I was wondering if anyone knows what the cost of fishing without a license will cost us. My wife got the ticket today. Me, my wife, son, and two cousins went boating. I knew she didn't have a license, she said she didnt wanna fish anyway. But, guess who picked up a pole about 2 minutes before DNR pulled up.....oh yeah. I also had my new .45 XD layin in the rod box, not sure if that is illegal or not, but it was there. When he asks about life jackets, the littlest cousin goes jerking open compartments. I just knew he saw it. It was in plain view since the life jackets were out, but nothing was said. Im not sure if i did anything wrong anyway. Well, any idea on the cost of the no license ticket? We were on lake hartwell in GA.


----------



## tomtrees58 (Apr 4, 2009)

:hmm3grin2orange:i guess you should no better just look it up tom trees


----------



## Metals406 (Apr 4, 2009)

I think I paid 80 bucks about 12 years ago?


----------



## TheLumberJack (Apr 4, 2009)

the fines are different everywhere.

i had a coworker get one here in PA last year..i believe he said $120..something like that.

no big deal this time around on the gun issue since you weren't sighted but sound advice would be learn and live your state's firearms regulations. anything involving firearms is very serious. your wife's little no fishing license ticket could have easily ended in guns being drawn and you being cuffed until the pistols story was clarified. 

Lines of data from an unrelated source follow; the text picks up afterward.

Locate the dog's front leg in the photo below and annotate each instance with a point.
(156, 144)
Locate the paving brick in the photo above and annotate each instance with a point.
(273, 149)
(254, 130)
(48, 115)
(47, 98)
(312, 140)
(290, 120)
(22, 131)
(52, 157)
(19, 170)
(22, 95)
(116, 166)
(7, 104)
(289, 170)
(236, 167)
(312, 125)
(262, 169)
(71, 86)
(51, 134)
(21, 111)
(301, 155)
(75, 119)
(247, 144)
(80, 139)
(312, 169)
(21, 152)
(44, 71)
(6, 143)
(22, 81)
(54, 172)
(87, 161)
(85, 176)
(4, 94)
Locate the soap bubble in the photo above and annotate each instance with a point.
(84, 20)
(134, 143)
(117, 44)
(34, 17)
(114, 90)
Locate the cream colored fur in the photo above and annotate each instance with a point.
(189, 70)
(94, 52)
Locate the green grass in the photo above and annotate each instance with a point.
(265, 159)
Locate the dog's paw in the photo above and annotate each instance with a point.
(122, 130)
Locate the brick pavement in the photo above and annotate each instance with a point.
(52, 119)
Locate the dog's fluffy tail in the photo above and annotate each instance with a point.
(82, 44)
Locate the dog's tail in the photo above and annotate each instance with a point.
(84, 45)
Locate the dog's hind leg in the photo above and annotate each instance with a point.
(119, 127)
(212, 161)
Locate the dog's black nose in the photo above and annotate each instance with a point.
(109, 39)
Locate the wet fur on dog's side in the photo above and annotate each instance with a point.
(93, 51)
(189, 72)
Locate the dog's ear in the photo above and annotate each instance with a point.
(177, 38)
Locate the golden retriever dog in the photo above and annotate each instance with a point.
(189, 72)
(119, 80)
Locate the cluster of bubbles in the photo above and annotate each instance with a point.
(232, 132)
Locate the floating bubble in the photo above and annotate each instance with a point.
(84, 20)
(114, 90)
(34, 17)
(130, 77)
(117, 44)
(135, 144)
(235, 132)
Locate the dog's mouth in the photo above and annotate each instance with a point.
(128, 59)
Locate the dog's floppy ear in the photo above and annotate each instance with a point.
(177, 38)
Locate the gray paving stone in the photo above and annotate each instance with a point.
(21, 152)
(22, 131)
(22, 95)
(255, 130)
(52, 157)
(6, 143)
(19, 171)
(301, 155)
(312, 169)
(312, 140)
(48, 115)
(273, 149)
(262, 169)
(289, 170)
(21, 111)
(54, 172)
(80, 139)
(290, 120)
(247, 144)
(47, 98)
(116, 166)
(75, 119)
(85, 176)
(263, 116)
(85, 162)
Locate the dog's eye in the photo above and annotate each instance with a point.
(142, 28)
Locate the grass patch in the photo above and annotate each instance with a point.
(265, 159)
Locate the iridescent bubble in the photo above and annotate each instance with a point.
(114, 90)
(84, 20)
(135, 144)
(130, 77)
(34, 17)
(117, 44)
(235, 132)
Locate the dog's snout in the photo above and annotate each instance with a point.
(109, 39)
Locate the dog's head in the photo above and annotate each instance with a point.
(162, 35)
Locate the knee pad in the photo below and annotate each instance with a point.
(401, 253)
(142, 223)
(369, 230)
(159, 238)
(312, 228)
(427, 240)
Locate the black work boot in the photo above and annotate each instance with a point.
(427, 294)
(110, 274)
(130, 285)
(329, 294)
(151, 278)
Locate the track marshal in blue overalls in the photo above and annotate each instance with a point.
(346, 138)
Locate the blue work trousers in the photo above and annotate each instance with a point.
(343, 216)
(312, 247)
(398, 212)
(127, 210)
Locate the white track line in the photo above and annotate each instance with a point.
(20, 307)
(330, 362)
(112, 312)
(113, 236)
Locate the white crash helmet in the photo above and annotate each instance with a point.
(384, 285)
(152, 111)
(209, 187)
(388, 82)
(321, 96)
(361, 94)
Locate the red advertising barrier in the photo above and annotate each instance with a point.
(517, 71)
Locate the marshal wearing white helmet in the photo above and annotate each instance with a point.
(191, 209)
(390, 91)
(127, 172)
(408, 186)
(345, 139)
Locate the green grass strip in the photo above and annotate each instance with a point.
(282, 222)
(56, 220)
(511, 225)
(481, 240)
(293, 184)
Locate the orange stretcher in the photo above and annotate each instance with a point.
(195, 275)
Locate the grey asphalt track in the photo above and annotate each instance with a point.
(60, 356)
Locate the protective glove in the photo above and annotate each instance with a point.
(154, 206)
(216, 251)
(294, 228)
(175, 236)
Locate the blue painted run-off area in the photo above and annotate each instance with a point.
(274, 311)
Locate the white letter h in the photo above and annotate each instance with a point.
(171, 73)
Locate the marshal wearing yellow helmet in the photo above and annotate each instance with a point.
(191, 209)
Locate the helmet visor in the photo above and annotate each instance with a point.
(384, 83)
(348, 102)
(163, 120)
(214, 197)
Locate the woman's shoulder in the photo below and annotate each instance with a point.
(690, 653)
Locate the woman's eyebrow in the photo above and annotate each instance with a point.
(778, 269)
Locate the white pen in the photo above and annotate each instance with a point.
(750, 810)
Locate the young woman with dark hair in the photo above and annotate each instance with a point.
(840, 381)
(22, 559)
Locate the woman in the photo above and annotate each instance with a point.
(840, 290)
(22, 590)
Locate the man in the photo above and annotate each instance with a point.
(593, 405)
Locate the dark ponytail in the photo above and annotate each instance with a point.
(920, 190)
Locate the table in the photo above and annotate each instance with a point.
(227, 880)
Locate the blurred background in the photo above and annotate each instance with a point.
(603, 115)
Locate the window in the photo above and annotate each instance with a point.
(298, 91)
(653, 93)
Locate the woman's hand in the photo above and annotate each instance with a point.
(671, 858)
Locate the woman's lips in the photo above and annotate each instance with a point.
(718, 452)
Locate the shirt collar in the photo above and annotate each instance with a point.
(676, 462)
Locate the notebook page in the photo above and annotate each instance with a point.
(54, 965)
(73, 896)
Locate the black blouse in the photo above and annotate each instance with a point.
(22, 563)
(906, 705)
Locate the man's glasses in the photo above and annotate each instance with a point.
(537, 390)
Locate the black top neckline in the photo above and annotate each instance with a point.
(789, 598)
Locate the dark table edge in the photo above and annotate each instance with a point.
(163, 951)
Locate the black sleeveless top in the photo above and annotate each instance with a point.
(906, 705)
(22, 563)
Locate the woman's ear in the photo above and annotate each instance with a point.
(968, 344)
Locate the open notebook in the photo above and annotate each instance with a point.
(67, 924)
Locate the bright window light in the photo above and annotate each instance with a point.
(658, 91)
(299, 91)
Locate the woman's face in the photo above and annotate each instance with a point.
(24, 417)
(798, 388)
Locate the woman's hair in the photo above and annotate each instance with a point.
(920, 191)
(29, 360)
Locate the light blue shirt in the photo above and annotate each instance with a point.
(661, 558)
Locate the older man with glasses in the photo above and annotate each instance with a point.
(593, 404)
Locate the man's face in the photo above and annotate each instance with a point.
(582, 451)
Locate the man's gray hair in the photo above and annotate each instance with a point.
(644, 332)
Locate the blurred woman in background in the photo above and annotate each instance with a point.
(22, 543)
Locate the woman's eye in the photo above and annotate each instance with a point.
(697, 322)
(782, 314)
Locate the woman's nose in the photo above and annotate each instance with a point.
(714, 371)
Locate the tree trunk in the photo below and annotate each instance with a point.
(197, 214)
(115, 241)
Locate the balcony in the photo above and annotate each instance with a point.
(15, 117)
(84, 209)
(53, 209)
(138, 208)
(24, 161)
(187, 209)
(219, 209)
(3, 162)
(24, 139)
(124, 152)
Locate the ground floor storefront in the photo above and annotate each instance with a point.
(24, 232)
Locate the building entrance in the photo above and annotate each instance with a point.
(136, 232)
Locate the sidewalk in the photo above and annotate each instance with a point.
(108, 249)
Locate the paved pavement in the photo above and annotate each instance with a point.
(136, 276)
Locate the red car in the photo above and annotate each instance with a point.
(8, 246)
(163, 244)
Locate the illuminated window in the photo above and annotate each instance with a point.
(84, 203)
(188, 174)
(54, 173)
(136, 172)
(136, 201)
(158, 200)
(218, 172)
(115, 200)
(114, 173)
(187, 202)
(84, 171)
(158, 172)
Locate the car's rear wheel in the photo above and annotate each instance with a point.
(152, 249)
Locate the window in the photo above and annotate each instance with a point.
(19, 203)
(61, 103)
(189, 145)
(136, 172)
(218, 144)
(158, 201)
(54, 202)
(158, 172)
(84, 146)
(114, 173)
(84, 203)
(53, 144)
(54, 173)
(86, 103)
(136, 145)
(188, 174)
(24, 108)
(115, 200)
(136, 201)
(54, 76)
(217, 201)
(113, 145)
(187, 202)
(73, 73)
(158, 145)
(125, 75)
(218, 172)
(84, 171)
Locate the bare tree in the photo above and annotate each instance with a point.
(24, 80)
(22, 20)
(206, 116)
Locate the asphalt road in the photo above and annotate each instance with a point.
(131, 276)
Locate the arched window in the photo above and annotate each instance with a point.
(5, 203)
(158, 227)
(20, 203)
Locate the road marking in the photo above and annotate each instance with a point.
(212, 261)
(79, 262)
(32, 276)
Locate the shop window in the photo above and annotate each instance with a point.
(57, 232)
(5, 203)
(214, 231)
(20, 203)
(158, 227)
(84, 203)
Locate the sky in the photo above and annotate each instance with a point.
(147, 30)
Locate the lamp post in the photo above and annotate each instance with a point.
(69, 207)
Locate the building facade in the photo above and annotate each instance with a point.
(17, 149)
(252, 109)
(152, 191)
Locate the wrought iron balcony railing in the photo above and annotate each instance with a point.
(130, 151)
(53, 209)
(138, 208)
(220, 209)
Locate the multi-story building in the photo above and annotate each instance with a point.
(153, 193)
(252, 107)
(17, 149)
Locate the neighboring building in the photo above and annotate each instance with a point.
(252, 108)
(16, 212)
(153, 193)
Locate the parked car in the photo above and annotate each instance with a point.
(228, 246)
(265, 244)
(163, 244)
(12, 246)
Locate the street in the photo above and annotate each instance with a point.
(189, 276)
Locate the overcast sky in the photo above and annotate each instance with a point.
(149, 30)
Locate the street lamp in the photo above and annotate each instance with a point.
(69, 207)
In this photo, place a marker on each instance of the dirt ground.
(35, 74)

many states are open carry states, meaning if you don't conceal your sidearm you're free to be about with it on your hip. 

also, i'm an nra instructor and give concealed carry classes which then allows you to be licensed for a concealed weapons permit...it's like a $75 fee and good for 5 years...go do it...all your worries will be gone.

good luck


i'm active over on defensivecarry.com if you want to learn more in that department. that xd is a nice piece by the way.


----------



## tree md (Apr 4, 2009)

Not sure on the no license ticket but I got pulled over with a .357 mag in the car onetime in GA. This was prolly 20 years ago and funny thing is I was transporting it to show someone who was interested in buying it. It was the last handgun I owned. I declared the weapon when the State Trooper wanted to search my car. He spent over an hour searching my car and the local deputy sheriffs showed up (including one I went to church with). The trooper was looking for dope. I guess he figured I would have dope since I was transporting a firearm (no ammo). The deputy who went to my church talked him into abandoning his search but they did confiscate the gun. It was unregistered and the stainless steel on the bottom of the butt of the handle was scratched where the serial number was. Kind of looked like the numbers had intentionally tried to be removed. They wanted to run the gun and see what the deal was with it. They kept it a couple of weeks until it came up clean then I was allowed to pick it up. No charges or tickets where filed. I eventually sold it.


----------



## mattmc2003 (Apr 4, 2009)

My local sheriff told me where you can and can't have a firearm in a vehicle, but a boat would be different i guess. It couldn't be in the open cause of the small boat, it would be under our feet. It was in the rod box in its holster. And here, its only about 40 for the concealed permit. No class involved. I gotta do that asap.


----------



## mattmc2003 (Apr 4, 2009)

tomtrees58 said:


> :hmm3grin2orange:i guess you should no better just look it up tom trees



I did tom, I did. Its different from county to county just about. Just figured i'd get a general answer. mattmc2003


----------



## ross_scott (Apr 4, 2009)

Over here in New Zealand if you are caught fishing without a permit you lose your fishing gear, car, boat (if you are using one) and you get a fine (this is for freshwater fishing) for salt water the same penalties apply for undersize and exceeding bag limit


----------



## ShoerFast (Apr 4, 2009)

Last time I checked, the pistol was legal, but commander #### for brains only been in for a few?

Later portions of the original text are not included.